HOMÉLIE V. HOMMES DE LA JUDÉE, ET VOUS TOUS QUI, HABITEZ
JÉRUSALEM, APPRENEZ CECI ET PRÊTEZ L'OREILLE A MES PAROLES.
(ACT. II, 44, JUSQU'AU VERS. 21.)
ANALYSE. 1. L'orateur explique le discours de l'apôtre saint
Pierre, et en fait voir toutes les beautés d'ensemble et de détail.
— D'abord ce n'est plus cet homme timide qui tremblait à la voix
d'une servante, mais c'est un apôtre plein d'une noble hardiesse
et d'une mâle éloquence.
2. L'application de la prophétie de Joël à la conversion des gentils lui fournit ensuite d'heureux développements, et l'annonce qu'elle contient de la ruine de Jérusalem lui en fait tracer un lugubre et effrayant tableau.
3. Mais si le Seigneur châtie ainsi ses ennemis sur la terre, quels seront les supplices de l'enfer? Et quoique ce sujet soit peu agréable à ses auditeurs, il est obligé de le traiter pour satisfaire aux devoirs de sa charge.

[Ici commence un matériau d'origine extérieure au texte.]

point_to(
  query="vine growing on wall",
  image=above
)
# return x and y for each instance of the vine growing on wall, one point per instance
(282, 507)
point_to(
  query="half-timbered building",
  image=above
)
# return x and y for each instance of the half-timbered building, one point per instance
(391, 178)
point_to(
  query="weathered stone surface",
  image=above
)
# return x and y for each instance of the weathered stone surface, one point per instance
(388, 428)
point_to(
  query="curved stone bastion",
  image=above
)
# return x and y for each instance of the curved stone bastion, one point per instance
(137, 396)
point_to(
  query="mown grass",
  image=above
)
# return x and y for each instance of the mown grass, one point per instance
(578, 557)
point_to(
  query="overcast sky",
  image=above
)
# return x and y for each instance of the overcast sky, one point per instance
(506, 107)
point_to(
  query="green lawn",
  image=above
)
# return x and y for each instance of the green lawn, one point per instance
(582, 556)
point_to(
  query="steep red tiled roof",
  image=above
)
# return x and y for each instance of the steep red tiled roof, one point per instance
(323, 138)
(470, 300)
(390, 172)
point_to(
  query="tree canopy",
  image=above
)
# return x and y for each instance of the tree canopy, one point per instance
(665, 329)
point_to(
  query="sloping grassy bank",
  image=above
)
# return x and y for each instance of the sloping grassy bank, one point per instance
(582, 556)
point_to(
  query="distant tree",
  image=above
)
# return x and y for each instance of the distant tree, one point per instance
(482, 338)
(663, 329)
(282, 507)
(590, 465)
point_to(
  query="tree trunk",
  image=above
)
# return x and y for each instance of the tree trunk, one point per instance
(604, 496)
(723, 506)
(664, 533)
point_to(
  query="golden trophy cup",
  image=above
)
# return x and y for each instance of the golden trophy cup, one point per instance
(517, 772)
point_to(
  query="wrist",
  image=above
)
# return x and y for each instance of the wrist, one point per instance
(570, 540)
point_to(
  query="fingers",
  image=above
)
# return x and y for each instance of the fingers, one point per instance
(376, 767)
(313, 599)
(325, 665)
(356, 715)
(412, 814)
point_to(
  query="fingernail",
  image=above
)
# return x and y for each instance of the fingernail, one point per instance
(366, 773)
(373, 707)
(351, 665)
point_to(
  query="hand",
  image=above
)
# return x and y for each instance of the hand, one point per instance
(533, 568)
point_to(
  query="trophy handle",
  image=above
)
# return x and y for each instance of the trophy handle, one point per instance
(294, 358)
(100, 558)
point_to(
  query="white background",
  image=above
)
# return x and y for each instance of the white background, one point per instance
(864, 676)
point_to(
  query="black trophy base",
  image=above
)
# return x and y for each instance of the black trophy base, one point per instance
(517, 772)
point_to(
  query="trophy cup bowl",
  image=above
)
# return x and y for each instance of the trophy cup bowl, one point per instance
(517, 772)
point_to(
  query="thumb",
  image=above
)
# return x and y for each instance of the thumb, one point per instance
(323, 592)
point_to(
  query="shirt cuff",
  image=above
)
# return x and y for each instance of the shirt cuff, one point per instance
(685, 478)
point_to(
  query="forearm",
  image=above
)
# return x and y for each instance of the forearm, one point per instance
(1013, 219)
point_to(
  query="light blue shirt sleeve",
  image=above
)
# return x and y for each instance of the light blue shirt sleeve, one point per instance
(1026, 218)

4. De là l'orateur est amené à se comparer au magistrat sévère qui maintient l'ordre dans la cité, et que le peuple maudit quelquefois, tandis qu'il n'a que des louanges et des applaudissements pour le riche citoyen qui lui prodigue les fêtes et les jeux. — Mais lequel des deux est réellement le plus utile ? — Le doute n'est pas possible ; et de même l'évêque qui explique la loi divine, et qui montre la terrible sanction dans les menaces de l'enfer, est le vrai père de son peuple. — Celui-ci ne doit donc point murmurer contre lui, mais profiter de ses avis pour acquérir les biens éternels.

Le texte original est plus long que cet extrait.